The Thanksgiving Trap   Leave a comment

happy people

As Christian fads go, “30 days of thanks” seems to have some potential for good.  If you’ve missed it, it’s the practice of giving thanks for something each day of November (often posted on social media).  Hopefully it makes us all happier.  Gratitude is seen in church as well as in our society at large as a foundation stone of mental health.  On a TED talk last week  the positive psychology guru Shawn Achor listed thanksgiving as his first choice to improve life’s outlook: find 3 things daily for which to be grateful.  On the surface, I think this is a good idea.  On the surface.  But like most things, the real story is under the surface.

 

gratitude

My first question is about motivation, which can sour so many good practices.  I remember as a child being ordered to write thank-you notes for gifts I hated.  It did not improve my life’s outlook!  Legislating gratitude spoils it.  But following cultural norms, my parents shamed my “ungrateful attitude” as a child… and it seemed to fix my attitude, but it damaged my spirit.  In compliance, I trained myself to “feel” grateful, not as a natural response of delight, but as a way to avoid shame.  On the surface, it’s hard to tell the difference, but natural gratitude gives life and forced gratitude suffocates life and relationships.

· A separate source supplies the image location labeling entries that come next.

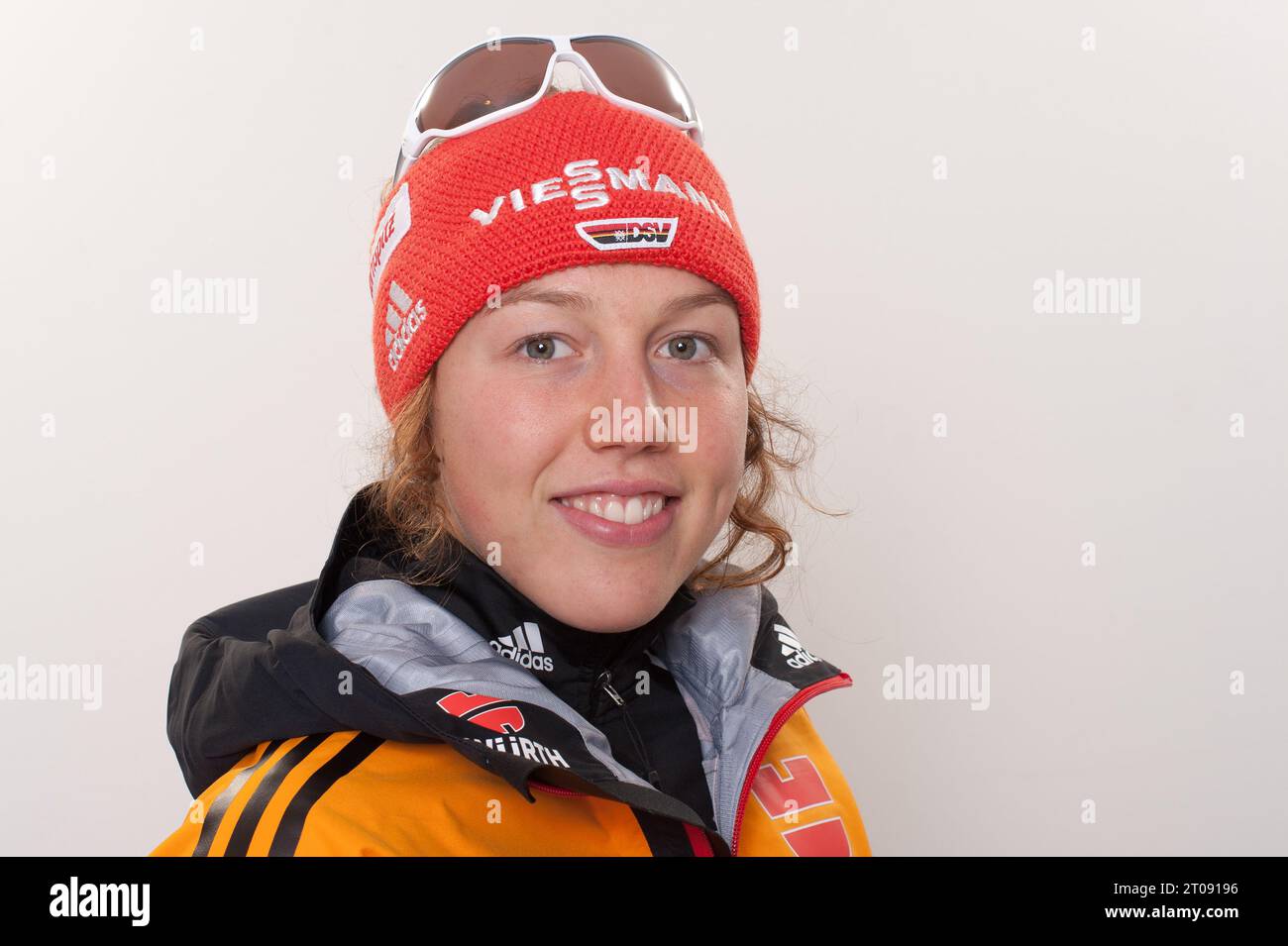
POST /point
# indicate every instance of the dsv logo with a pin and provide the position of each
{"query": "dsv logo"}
(630, 232)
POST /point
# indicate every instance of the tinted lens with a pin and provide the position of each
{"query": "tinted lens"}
(484, 80)
(631, 71)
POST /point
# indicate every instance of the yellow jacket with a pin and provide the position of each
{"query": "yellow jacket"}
(417, 727)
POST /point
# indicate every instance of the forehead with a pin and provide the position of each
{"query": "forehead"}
(590, 287)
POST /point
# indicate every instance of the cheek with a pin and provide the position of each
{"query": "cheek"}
(722, 443)
(494, 444)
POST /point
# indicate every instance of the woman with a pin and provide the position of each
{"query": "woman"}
(523, 596)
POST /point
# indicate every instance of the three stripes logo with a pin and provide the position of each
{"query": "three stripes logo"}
(793, 648)
(523, 646)
(402, 319)
(630, 232)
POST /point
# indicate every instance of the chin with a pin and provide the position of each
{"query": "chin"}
(609, 611)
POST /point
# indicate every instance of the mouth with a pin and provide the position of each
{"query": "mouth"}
(613, 507)
(627, 515)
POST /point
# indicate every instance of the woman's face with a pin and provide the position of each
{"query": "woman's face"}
(523, 420)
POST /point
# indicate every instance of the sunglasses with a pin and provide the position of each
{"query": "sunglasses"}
(507, 75)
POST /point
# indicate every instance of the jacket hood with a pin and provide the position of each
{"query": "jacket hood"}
(370, 653)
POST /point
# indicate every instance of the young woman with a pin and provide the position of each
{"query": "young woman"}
(566, 328)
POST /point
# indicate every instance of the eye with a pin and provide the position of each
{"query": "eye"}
(686, 348)
(540, 348)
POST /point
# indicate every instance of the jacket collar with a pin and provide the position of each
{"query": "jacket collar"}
(423, 674)
(568, 661)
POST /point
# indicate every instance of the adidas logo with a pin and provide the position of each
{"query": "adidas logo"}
(793, 649)
(400, 322)
(523, 646)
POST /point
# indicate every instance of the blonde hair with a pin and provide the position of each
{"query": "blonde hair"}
(410, 506)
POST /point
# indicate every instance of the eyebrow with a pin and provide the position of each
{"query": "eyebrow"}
(580, 301)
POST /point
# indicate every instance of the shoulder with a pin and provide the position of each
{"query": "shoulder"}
(309, 794)
(800, 802)
(254, 617)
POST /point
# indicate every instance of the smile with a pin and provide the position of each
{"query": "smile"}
(630, 510)
(616, 520)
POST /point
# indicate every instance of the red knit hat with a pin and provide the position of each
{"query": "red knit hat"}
(559, 185)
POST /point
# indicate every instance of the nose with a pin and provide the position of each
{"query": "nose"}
(627, 409)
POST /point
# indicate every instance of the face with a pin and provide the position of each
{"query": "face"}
(599, 510)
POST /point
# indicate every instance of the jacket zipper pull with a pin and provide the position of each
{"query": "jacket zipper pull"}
(605, 684)
(610, 691)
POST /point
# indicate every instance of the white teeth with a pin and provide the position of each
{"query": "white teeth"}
(630, 510)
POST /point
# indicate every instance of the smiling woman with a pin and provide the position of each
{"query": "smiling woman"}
(528, 593)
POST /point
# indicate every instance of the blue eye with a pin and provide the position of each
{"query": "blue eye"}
(686, 347)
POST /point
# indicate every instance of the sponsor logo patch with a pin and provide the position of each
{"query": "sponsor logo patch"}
(630, 232)
(393, 227)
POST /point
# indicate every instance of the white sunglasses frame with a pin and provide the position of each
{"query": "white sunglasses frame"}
(415, 141)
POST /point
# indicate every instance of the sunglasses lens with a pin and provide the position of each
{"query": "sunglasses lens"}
(484, 80)
(636, 73)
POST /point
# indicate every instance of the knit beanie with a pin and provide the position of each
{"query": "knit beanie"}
(575, 180)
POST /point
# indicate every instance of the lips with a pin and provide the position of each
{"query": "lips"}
(614, 507)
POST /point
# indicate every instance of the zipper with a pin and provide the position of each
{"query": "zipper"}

Based on how I react to ungrateful people, I’d say I need more of the natural kind. When I choose thanksgiving as a “discipline,” my spiritual growth may only be in pride or resentment.

Honor-Emotions

But even if my motivation is healthy, I can still misuse thankfulness.  Both pop psychology and pop Christianity  suppose we can fix hard events and feelings with positive thinking (often labeled “faith”).  On the surface, that might be a good idea.  On the surface.  That is to say, if the bad feelings are superficial, then I can easily “shake it off” with some uplifting thoughts.  But for anything deeper, positive thinking will only mask the problem, like taking ibuprofen for a ruptured appendix.  The real solution for difficult feelings is to recognize and accept them in a spirit of compassion, try to understand them and find a means to truly support the needs that my soul is expressing.  Using thankfulness to resolve significant pain just minimizes and belittles our true feelings and fosters false lives and relationships.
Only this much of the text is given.